At fifteen and up, you have teenagers with jobs, driving abilities, and nothing to do on Saturday afternoons. Some of them will volunteer to help you run practice if you ask. You’ve probably never asked.
Who they are Not current players. You don’t want that dynamic. Former players who’ve aged out. Older siblings of current players. Teammates who’ve quit but still want to be around the sport. They’re not getting paid. They’re getting fed, a shirt, and the authority to run a drill.
What they do Each volunteer owns one station. Not the whole practice. One drill. One group. Two rotations a practice. They show up thirty minutes early, set up their space, and run the same thing every week. You don’t have to think about it. They do.
The commitment One season. That’s the ask. “We need you Tuesday and Thursday, four-thirty to five-thirty, for twelve weeks.” Some will do it. Not all. Not even most. But some will.
The setup Write it down. Send them the drill. Give them the progression. Monday night they get an email: “This week we’re working footwork. Here’s the sequence.” They show up, they run it. You’re somewhere else teaching technique.

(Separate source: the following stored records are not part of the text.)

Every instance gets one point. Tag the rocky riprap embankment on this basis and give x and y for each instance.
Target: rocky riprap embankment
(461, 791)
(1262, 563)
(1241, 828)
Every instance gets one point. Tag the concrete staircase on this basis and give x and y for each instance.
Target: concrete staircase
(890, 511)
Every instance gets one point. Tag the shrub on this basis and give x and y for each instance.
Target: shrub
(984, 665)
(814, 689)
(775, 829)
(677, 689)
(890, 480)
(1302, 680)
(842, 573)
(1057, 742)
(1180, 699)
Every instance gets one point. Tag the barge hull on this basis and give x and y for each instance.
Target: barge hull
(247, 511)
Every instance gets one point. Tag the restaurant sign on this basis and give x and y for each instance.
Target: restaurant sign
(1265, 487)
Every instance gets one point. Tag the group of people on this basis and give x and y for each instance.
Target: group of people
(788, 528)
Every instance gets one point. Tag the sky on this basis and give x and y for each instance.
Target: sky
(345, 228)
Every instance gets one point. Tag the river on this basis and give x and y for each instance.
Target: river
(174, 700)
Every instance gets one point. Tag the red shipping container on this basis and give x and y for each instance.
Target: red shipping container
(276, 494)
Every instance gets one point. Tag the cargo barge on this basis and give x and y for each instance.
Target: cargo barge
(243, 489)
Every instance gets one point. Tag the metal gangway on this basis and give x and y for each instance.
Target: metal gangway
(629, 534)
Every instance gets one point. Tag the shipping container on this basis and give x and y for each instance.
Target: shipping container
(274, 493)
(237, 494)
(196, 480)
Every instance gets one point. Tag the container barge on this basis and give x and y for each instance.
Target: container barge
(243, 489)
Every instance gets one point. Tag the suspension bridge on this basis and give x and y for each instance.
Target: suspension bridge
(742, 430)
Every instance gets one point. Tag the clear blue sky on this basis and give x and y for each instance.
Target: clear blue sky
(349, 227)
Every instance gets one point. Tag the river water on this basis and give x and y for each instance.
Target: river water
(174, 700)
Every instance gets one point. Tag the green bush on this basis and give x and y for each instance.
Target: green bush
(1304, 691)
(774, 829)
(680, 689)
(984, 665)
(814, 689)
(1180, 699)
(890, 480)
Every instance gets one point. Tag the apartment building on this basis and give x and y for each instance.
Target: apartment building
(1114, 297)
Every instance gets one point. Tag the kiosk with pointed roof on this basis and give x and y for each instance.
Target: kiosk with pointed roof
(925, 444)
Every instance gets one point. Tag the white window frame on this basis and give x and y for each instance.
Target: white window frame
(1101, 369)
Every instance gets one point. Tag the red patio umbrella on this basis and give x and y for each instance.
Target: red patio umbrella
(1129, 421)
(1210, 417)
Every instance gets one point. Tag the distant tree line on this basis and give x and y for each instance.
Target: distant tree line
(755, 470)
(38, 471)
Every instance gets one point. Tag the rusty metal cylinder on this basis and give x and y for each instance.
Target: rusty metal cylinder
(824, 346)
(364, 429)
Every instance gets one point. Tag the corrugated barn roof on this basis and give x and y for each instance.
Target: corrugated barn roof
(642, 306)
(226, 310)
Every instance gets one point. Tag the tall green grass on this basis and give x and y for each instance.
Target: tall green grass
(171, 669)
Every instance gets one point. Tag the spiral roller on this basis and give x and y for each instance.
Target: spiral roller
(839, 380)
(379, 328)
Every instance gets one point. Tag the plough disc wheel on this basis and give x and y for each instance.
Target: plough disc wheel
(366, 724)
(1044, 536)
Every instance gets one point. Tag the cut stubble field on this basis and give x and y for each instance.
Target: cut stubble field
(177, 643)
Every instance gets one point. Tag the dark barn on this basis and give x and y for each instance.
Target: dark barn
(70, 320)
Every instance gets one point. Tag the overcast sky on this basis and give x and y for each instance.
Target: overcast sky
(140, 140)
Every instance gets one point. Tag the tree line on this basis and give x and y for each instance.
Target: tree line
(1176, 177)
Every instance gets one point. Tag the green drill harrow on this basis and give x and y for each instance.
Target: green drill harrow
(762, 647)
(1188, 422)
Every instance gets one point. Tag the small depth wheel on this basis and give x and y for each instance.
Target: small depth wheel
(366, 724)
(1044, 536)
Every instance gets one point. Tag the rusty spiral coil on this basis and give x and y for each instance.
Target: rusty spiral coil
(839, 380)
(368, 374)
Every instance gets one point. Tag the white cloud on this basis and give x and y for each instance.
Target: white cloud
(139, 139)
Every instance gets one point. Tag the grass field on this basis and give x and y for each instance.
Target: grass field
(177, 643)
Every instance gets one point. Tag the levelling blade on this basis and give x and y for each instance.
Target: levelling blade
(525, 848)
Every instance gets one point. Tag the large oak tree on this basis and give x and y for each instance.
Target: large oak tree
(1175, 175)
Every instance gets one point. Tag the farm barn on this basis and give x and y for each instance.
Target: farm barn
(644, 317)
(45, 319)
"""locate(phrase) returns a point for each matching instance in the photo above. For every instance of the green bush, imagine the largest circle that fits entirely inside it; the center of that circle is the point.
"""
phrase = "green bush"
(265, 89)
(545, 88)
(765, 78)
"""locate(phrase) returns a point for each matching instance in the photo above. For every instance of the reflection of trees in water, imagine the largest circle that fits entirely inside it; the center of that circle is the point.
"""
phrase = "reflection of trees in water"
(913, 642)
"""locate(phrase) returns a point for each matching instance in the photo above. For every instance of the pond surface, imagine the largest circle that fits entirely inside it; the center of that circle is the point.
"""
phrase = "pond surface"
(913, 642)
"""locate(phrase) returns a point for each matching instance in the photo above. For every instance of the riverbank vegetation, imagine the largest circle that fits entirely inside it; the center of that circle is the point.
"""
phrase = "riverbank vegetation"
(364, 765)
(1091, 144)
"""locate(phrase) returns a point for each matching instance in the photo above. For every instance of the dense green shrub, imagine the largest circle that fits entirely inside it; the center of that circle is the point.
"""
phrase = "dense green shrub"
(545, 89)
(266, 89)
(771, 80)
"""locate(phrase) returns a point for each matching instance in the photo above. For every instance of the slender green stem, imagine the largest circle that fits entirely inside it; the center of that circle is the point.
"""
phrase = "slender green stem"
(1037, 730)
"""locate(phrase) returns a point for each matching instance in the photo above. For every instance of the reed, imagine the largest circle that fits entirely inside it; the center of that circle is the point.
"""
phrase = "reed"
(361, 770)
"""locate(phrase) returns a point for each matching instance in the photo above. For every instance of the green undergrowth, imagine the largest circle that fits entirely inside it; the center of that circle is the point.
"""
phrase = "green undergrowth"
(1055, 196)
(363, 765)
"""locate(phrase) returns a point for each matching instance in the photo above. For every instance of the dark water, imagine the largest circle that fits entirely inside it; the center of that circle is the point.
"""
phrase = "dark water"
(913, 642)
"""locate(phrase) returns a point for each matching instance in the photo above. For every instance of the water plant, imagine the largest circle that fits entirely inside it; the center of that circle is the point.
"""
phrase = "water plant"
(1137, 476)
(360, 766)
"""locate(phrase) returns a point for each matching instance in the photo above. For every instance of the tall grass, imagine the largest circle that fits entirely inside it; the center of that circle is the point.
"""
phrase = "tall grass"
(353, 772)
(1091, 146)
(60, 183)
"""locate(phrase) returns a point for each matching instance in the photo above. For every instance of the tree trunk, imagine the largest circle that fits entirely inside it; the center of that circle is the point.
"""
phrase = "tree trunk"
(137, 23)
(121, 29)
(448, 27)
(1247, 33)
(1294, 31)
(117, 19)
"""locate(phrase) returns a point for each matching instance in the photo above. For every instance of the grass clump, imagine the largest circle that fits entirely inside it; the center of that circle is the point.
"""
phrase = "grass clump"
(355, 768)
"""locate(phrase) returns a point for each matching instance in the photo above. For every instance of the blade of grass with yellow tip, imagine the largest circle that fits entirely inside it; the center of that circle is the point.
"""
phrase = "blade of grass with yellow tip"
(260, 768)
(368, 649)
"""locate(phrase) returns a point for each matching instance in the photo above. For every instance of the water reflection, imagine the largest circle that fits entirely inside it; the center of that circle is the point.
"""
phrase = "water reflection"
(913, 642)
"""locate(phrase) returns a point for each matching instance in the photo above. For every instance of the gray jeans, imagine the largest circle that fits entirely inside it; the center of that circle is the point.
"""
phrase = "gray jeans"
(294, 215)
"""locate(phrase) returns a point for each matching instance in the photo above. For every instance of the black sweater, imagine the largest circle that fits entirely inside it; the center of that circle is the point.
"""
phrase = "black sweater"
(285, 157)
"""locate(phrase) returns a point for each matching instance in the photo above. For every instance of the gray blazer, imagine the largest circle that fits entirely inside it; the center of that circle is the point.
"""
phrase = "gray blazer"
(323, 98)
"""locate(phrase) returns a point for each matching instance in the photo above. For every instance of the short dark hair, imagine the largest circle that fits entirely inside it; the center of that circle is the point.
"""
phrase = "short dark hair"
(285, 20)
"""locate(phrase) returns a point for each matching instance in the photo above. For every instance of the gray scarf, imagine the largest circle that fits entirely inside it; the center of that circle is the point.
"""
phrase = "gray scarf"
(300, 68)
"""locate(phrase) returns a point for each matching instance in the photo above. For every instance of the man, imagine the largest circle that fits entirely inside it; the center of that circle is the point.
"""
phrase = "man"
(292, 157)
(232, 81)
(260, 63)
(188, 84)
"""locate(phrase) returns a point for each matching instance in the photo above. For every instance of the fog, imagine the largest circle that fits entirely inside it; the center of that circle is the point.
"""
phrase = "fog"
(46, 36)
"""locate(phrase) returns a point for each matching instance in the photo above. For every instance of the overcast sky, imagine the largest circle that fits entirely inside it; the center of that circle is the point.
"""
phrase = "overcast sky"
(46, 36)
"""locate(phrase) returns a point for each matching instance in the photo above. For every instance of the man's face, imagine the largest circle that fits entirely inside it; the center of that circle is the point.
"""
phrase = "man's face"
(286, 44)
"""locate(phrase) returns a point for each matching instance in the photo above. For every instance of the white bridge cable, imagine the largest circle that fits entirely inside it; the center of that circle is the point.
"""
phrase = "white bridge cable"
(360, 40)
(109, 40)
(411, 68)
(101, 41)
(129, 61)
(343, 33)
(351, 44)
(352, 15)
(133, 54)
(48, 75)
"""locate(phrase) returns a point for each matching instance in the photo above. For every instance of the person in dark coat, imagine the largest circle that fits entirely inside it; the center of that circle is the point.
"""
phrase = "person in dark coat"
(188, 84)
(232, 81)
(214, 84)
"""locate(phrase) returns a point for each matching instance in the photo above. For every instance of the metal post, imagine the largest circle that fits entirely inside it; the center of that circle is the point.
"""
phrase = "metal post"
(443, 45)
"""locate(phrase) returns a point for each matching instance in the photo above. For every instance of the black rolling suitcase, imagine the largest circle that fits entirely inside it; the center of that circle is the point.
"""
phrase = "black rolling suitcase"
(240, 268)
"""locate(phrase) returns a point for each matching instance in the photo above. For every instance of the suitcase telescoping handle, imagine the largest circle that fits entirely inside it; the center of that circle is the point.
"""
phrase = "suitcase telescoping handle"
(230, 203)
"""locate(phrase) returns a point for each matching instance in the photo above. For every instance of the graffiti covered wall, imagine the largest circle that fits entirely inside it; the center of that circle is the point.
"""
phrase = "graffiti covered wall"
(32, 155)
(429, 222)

The culture piece This is where former players re-enter the program. This is where you build depth. This is where a fifteen-year-old sees what happens when you stay connected. You’re not selling them. You’re showing them.
What you get Four extra drills every practice you don’t have to run. Time to work with your advanced players. A pipeline of college players who understand your system when you recruit them.
It costs nothing. You just have to ask.